The top 1% paid 30% of all income tax, the highest share in 20 years. Separate data for 2015-16 showed people with incomes above £1 million paid an average effective tax rate of 35%, though one-quarter paid under 30% because of capital gains treatment.

Those figures help explain why frozen thresholds have become such a potent revenue tool. The government can increase receipts without changing headline rates, because wage growth alone draws more people into the tax system and moves more existing taxpayers into higher-rate bands.

Official forecasts point to that process continuing through the end of the decade. Extending the threshold freeze is projected to bring 700,000 more people into income tax by 2030/31 than would have paid it if thresholds had risen with inflation.

The same forecast puts the extra revenue from the freeze at £3.1 billion in 2028/29 and £11.6 billion in 2030/31. Those gains arrive without an announced rise in the basic, higher or additional rates.

For policymakers, the appeal is straightforward: threshold freezes raise large sums quietly. For households, the effect is less abstract. More earnings fall above the tax-free allowance, more workers become higher-rate taxpayers, and inflation-linked pay increases do less to improve living standards after tax.

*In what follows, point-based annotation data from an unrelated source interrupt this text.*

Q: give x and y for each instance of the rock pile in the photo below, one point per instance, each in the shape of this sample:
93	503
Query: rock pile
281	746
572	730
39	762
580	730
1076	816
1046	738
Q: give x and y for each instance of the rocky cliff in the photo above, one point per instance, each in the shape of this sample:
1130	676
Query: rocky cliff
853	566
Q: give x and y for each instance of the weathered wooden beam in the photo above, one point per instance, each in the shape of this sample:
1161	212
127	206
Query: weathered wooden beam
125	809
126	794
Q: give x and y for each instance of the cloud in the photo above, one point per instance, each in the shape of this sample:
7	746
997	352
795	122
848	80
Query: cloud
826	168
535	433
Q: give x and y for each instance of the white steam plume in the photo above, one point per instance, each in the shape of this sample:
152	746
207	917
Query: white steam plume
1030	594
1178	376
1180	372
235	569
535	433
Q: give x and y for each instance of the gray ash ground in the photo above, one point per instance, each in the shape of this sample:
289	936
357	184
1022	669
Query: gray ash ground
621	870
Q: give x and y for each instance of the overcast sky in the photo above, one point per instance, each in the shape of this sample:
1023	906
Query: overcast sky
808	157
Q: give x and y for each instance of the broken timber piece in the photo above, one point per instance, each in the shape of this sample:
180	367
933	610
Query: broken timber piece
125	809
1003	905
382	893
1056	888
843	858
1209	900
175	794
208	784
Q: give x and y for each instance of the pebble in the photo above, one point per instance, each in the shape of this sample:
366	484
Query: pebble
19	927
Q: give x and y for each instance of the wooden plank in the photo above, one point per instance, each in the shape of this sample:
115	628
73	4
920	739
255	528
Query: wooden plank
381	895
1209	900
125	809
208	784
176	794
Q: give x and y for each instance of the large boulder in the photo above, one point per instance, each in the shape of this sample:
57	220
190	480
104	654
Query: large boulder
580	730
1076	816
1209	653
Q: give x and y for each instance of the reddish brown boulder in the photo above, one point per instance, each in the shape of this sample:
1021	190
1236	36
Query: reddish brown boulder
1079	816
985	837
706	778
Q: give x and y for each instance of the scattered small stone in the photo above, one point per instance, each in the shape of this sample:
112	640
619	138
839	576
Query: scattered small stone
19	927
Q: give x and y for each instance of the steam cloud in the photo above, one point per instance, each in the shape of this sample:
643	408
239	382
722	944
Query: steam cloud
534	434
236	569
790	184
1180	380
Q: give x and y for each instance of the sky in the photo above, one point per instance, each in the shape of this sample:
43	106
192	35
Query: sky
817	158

London captures that tension in concentrated form. The capital produces an outsized share of the country’s income tax receipts, its highest-earning boroughs generate more than entire nations within the UK, and the share retained locally remains small. With frozen thresholds still in place through 2031, the pressure on higher-rate taxpayers and the debate over where tax is raised and where it is spent are set to continue.